Dejaré de lado el trabajo de Soros en el Atlantic Monthly, porque lanza alguna de las flechas siempre presentes en el carcaj de los críticos del mercado: que la defensa de una plena libertad de mercado se basa en el supuesto de la competencia perfecta y que viene destruida por la influencia de las expectativas en los precios, cuando para funcionar bien le basta al mercado una competencia suficiente, y además le conviene que se formen libremente tales expectativas (con la creación de futuros y opciones, por ejemplo, que le permitieron romper el contraproducente cartel del SME, un sistema de intervención monetaria muy apartado del libre mercado).

Prefiero centrarme en la respuesta de Soros a Vargas Llosa en EL PAÍS [5/2/76], titulada "Una peligrosa falacia". Para el trucidador de SME, Vargas no ha entendido su razonamiento. Ataca Soros el laissez faire porque es una ideología "arraigada en la misma visión anticuada del marxismo... una explicación determinista de los asuntos humanos". "Es hora de admitir", añade, "que funcionamos con un entendimiento imperfecto y que todas nuestras obras intelectuales y sociales tienen fallos en mayor o menor grado. Esto es aplicable tanto al capitalismo como al socialismo."

El argumento de Soros es muy poderoso, especialmente porque lo ha aprendido de Karl Popper, que tanto Vargas como yo consideramos sabio maestro y útil guía. Es cierto que todo sistema de organización social puede caer en absurdos y contradicciones. El economista Arrow recibió el premio Nobel de Economía precisamente por haber demostrado que el criterio de decisión social aparentemente más inocuo resulta contradictorio si se quiere aplicar universalmente. El error de Soros es el de creer que la posibilidad de contradicciones lógicas en todas las ideologías las coloca todas en el mismo nivel. Es cierto que hay actividades a las que no es aplicable la organización mercantil. Por ejemplo, Maquiavelo hizo notar las limitaciones de un ejército mercenario, o profesional como hoy se le llama, cuando la República estuviera en un peligro de vida o muerte: sólo los ciudadanos están dispuestos a hacer los sacrificios necesarios para salvar situaciones extremas. Por ejemplo, es más que dudoso que toda la operación de la justicia pueda encomendarse al arbitraje privado.

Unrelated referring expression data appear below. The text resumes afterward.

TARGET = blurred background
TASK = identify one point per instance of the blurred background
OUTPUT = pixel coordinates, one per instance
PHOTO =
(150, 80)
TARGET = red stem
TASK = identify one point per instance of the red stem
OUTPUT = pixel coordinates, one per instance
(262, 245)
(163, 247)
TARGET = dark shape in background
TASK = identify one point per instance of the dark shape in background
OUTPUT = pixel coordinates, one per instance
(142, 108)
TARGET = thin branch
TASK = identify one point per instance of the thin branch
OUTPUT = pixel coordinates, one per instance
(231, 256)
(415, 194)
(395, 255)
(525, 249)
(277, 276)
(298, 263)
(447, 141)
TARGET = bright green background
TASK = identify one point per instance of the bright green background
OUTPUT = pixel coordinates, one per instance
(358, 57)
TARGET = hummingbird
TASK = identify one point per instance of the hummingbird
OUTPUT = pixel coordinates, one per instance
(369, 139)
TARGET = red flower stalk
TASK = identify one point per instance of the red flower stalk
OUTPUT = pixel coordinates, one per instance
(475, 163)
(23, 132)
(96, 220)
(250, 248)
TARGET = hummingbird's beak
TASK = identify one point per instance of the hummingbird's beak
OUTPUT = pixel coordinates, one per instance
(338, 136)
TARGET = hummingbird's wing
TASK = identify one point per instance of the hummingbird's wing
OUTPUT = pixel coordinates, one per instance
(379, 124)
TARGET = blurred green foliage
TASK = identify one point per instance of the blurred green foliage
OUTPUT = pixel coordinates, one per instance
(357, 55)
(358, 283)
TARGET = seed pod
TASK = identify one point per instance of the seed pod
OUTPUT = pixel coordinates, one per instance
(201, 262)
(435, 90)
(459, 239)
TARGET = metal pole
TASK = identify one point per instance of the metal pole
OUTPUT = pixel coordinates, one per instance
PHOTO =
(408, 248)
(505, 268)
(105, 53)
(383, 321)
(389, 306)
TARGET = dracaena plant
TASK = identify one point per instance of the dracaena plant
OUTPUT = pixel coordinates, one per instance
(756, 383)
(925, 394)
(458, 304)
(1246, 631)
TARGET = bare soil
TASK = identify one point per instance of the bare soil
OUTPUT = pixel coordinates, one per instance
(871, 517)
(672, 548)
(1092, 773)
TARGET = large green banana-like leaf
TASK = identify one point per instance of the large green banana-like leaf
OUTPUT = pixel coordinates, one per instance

Pero ello no empece para que la historia, la experiencia, la observación nos indiquen que las dificultades de una organización socialista, especialmente si es del género planificador, son mucho mayores que las de un sistema de laissez faire.

El agnosticismo de Soros recoge los ecos de los sociólogos herméticos de mollera como mi amigo Pepín Vidal que, en materia de intervención pública, quieren juzgar cada caso según sus circunstancias. Por suerte, hemos acumulado algunos conocimientos sistemáticos. Hablando en abstracto, ninguna razón a prior¡ permite negar la utilidad de la empresa pública para alcanzar fines sociales; pero la observación científica indica que cuantas menos sociedades estatales, mejor. En el empíreo de los principios, cabe conceder al Estado la posibilidad de intervenir administrativamente por razones de utilidad pública; pero la experiencia histórica sugiere que quizá sea peligroso que la Autoridad decida qué manifestaciones artísticas o deportivas deben televisarse codificadas o en modo abierto.